I often think people handle this which too much harshness that breaks spirits. It's not always that you simply aren't attractive. Everyone can be mean, and there's always probably about 100 people for you, it's just hard to find them.

And don't think you have to be some exciting guy or otherwise you'll only be useful when women want to settle down, and thus you miss all the fun of a relationship. That isn't true. You're probably exciting in some way. If women like your other qualities they'll probably find you exciting. Everyone is different. Remember that, and don't let anyone tell you differently. They is no secret cure to this, and remember most high school relationships mean nothing.

I think it's ok to feel free to ignore whether or not it could be you that's wrong, because after all, you is all you want to be, and that's all you want them to like.

And this is the part of the post where I thank all those who bothered with this wall of text on the third page of this thread, and they hopefully wonder "Why is this awesome guy single?".

So be happy. Here's a kitten:
 

Blow_Pop

Supreme Evil Overlord
Jan 21, 2009
4,863
0
0
I don't want a guy who's just going to treat me like a princess and not get to know me. To an extent yes I do want to be treated like a princess but I'd rather be with a guy who gets to know me. that i can be myself around. that likes me for me. not for my looks. and I do want him to be what I consider a nice guy. My definition of nice guy: doesn't cheat, abuse me(mentally/physically/sexually/emotionally)...actually i think those are my only two at the moment.but you get the point. but yes they do. guys who don't care for getting to know their girlfriends seem to be more common however.
 

GigaHz

New member
Jul 5, 2011
525
0
0
Depends.

There's a difference between a Nice Guy and a Guy who Acts nice.

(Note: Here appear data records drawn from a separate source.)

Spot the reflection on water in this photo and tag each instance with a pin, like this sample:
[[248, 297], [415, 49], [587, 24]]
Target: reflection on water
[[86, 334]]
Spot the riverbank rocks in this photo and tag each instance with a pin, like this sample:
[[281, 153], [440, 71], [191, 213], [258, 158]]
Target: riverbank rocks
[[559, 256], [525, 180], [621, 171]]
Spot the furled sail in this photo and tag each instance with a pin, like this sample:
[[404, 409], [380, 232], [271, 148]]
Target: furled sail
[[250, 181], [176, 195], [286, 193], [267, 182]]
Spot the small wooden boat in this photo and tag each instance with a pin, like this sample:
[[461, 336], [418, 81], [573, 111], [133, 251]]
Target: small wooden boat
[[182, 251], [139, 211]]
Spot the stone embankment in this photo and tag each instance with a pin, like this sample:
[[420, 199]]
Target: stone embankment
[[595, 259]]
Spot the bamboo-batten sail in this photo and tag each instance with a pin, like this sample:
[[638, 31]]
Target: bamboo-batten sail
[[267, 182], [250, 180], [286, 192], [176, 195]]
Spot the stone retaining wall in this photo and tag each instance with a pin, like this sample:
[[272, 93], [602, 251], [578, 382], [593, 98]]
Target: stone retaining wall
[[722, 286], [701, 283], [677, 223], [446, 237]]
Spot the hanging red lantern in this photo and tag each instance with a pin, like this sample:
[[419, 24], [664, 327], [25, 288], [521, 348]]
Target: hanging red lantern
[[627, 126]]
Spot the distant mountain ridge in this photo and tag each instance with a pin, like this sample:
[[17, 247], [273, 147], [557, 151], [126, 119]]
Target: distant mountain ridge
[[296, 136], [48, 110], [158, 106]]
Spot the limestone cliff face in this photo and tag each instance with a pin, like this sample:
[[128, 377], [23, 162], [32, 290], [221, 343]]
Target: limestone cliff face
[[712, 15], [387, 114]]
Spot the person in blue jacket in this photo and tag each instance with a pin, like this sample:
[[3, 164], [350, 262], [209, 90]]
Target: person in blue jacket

It takes a special kind of person to pull off a Nice Guy with machismo. Simply because by default, the guy is simultaneously decent and masculine. But there are guys who act nice because they believe it'll help their chances. What actually happens is the guy deflates himself into a spineless doormat by moulding themselves into their interests ideals.

For someone like myself, I would label myself as a nice guy, ideally as the first type. The bottom line is, I don't worry about impressing women and by default, they want my attention. Maybe it's from a confidence I've earned in myself, maybe its because I am independent and direct, maybe it's because I look half decent, I don't know. All I can attest to is, I have never had to play the douchebag role to get what I want.

The reason why girls leave your friend, and why many other 'nice guys' fail is because they are changing themselves to appeal to their partner. Should they somehow get any kind of success, their partner will eventually realize that they were lied to or that the guy is trying way to hard to be what they want, as opposed to just being what they want. So, girls will lose interest and leave.

I have seen friends try to be nice to girls. They aren't themselves, and most girls notice this right off the bat. It's a sign of a lack of confidence and there is no greater girl repellant than that.
 

V TheSystem V

New member
Sep 11, 2009
996
0
0
Nice guys don't finish last, it just might take a little more time but you will prevail.

I never got anywhere with girls. The last one I got rejected by ended in humiliation as she was more popular than I was, and her friends started teasing her about how I liked her. That made me feel like shit.

Year after that, managed to get with someone. Didn't work out - she ended it, but afterwards I realised that we didn't have as much in common as we first thought.

8 months of loneliness later, and I started talking to a girl who I'd known for about 3 years. Found we had a lot in common, so I asked her out. We've been dating for 8 months now, and I am very, very happy.

It might take a while, but anyone can find someone. Besides, the douchebags can't hold down a relationship and have a worse reputation than good guys who don't have as many ex-girlfriends.